We found a significant increase in accuracy (r2 of imputed against known allele dosages across samples for a given SNP) from use of a local reference panel, which was often substantial for less common variants (Table 1).

Table 1

Mean accuracy of imputation (r2 of allelic dosage across all samples for a SNP) averaged across SNPs split by Minor Allele Frequency (MAF).

MAF	1–3.2%		3.2–10%		10–32%		>32%
Population	Korčula	Orkney	Korčula	Orkney	Korčula	Orkney	Korčula	Orkney
N SNPs	12132	12123	11548	10677	16243	15262	10174	9265
r² 1kG	0.504	0.586	0.729	0.778	0.868	0.894	0.894	0.913
r² 1kG+LRP	0.697	0.753	0.841	0.867	0.916	0.931	0.934	0.944
Increase r²	0.193	0.167	0.112	0.089	0.049	0.037	0.039	0.031
Std dev.	0.309	0.295	0.182	0.157	0.093	0.078	0.074	0.065
Inc. Sample	38%	28%	15%	11%	6%	4%	4%	1%

MAF bins increase by factors of √10, to create four exponentially increasing bins.

N SNPs: number of SNPs in MAF bin.

1kG: 1000 Genomes used as reference panel.

1kG+LRP: 1000 Genomes plus local reference panel.

Increase r2: Average across all SNPs in MAF bin increase in r2.

Std dev: The standard deviation (across SNPs) of the increase in r2 at each SNP.

Inc. Sample: Increase in effective sample size for GWAS.

The standard errors of mean increases are less than 0.003. All improvements in r2 are significantly different from zero and significantly different between MAF bands (P<0.001, two-sided t tests).
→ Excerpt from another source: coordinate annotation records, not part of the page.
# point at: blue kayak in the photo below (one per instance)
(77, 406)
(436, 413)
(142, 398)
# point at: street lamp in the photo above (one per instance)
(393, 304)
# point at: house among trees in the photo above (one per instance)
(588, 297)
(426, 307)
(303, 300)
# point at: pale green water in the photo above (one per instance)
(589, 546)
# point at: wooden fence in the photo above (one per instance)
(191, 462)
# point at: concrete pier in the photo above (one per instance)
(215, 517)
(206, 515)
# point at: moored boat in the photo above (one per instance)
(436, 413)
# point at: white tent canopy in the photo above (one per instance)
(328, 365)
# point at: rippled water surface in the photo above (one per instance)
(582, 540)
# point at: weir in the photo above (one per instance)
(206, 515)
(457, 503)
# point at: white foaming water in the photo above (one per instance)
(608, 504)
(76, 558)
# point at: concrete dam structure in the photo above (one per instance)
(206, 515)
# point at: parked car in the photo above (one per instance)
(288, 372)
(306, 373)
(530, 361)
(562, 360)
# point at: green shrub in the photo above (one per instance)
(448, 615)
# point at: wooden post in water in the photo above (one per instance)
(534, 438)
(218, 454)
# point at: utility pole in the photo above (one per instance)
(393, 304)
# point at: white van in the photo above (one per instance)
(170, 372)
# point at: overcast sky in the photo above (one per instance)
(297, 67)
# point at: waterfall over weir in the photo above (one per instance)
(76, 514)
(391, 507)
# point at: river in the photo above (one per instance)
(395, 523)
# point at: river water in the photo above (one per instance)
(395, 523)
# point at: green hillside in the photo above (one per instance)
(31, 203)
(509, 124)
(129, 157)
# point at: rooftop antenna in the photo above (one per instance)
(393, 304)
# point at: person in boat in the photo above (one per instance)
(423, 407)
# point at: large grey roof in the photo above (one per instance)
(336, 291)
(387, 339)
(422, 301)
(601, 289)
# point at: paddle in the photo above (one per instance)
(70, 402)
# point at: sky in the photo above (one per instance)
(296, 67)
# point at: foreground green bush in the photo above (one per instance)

MAF bins increase by factors of √10, to create four exponentially increasing bins. N SNPs: number of SNPs in MAF bin. 1kG: 1000 Genomes used as reference panel. 1kG+LRP: 1000 Genomes plus local reference panel. Increase r2: Average across all SNPs in MAF bin increase in r2. Std dev: The standard deviation (across SNPs) of the increase in r2 at each SNP. Inc. Sample: Increase in effective sample size for GWAS. The standard errors of mean increases are less than 0.003. All improvements in r2 are significantly different from zero and significantly different between MAF bands (P<0.001, two-sided t tests). Variants with a minor allele frequency in the range 0.01–0.032 showed an increase in imputation accuracy of 0.193/0.167 (38%/28% improvement) for CROATIA-Korcula/ORCADES and 0.112/0.089 (15%/11% improvement) for variants with MAF between 0.032 and 0.100. The high accuracy of the 1000 Genomes imputation for more common variants (MAF >0.1) provided more limited scope for improvement in this category, although even for the most common variants (MAF>0.32) the accuracy of imputation increased by 0.039/0.031 (4%/3% improvement) for CROATIA-Korcula/ORCADES after adding the second (local) reference panel. Much of the improvements arise from SNPs that have an r2 close to zero with the 1000 Genomes-only imputation and which were imputed more accurately with the addition of the local panel (Figure 3). For CROATIA-Korcula/ORCADES 12%/9% of all SNPs imputed poorly (r2<0.2) using 1000 Genomes data alone. About one-fifth (17.1%/19.9%) of these poorly imputed SNPs imputed well (r2>0.8) after the addition of the local reference panel.

Figure 3

Frequency plot of imputation accuracy (r2) using 1000 Genomes data alone against 1000 Genomes plus a local reference panel for SNPs with Minor Allele Frequencies (MAF) of 1–3.2%.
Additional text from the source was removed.